Amyloid--Induced Dendritic Spine Elimination Requires Ca²⁺-Permeable AMPA Receptors AKAP-Calcineurin-NFAT Signaling and the NFAT Target Gene Mdm2

Alzheimer's disease (AD) is associated with brain accumulation of synaptotoxic amyloid-beta (A beta) peptides produced by the proteolytic processing of amyloid precursor protein (APP). Cognitive impairments associated with AD correlate with dendritic spine and excitatory synapse loss, particularly within the hippocampus. In rodents, soluble A beta oligomers (A beta o) impair hippocampus-dependent learning and memory, promote dendritic spine loss, inhibit NMDA-type glutamate receptor (NMDAR)-dependent long-term potentiation (LTP), and promote synaptic depression (LTD), at least in part through activation of the Ca2+-CaM-dependent phosphatase calcineurin (CaN). Yet, questions remain regarding A beta-dependent postsynaptic CaN signaling specifically at the synapse to mediate its synaptotoxicity. Here, we use pharmacologic and genetic approaches to demonstrate a role for postsynaptic signaling via A kinase-anchoring protein 150 (AKAP150)-scaffolded CaN in mediating A beta -induced dendritic spine loss in hippocampal neurons from rats and mice of both sexes.
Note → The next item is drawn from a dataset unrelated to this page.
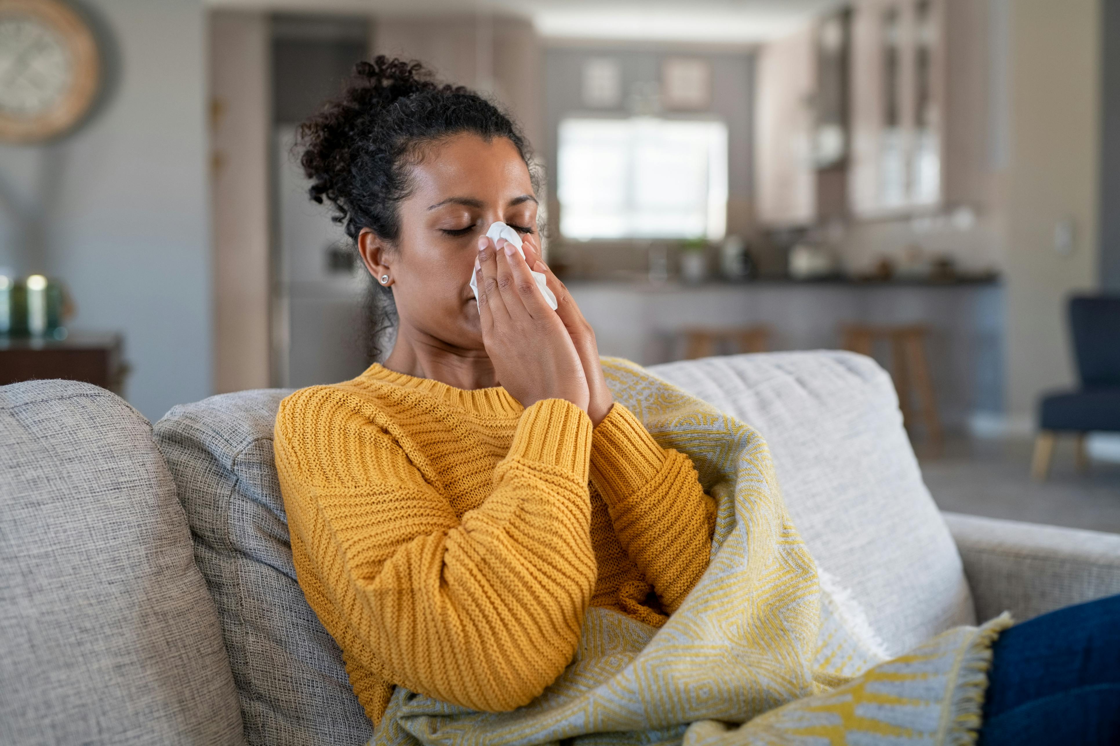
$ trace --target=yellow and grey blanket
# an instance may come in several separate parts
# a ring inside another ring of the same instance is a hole
[[[974,743],[1005,614],[886,659],[816,567],[750,427],[622,360],[615,400],[687,453],[718,501],[711,563],[661,630],[592,608],[576,659],[536,700],[477,712],[398,688],[372,744]]]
In particular, we found that Ca2+-permeable AMPA-type glutamate receptors (CP-AMPARs), which were previously shown to signal through AKAP-anchored CaN to promote both LTD and A beta-dependent inhibition of LTP, are also required upstream of AKAP-CaN signaling to mediate spine loss via overexpression of APP containing multiple mutations linked to familial early-onset AD (FAD) and increased A beta production. In addition, we found that the CaN-dependent nuclear factor of activated T-cells (NFAT) transcription factors is required downstream to promote A beta-mediated dendritic spine loss. Finally, we identified the E3-ubiquitin ligase Mdm2, which was previously linked to LTD and developmental synapse elimination, as a downstream NFAT target gene upregulated by A beta whose enzymatic activity is required for AR-mediated spine loss.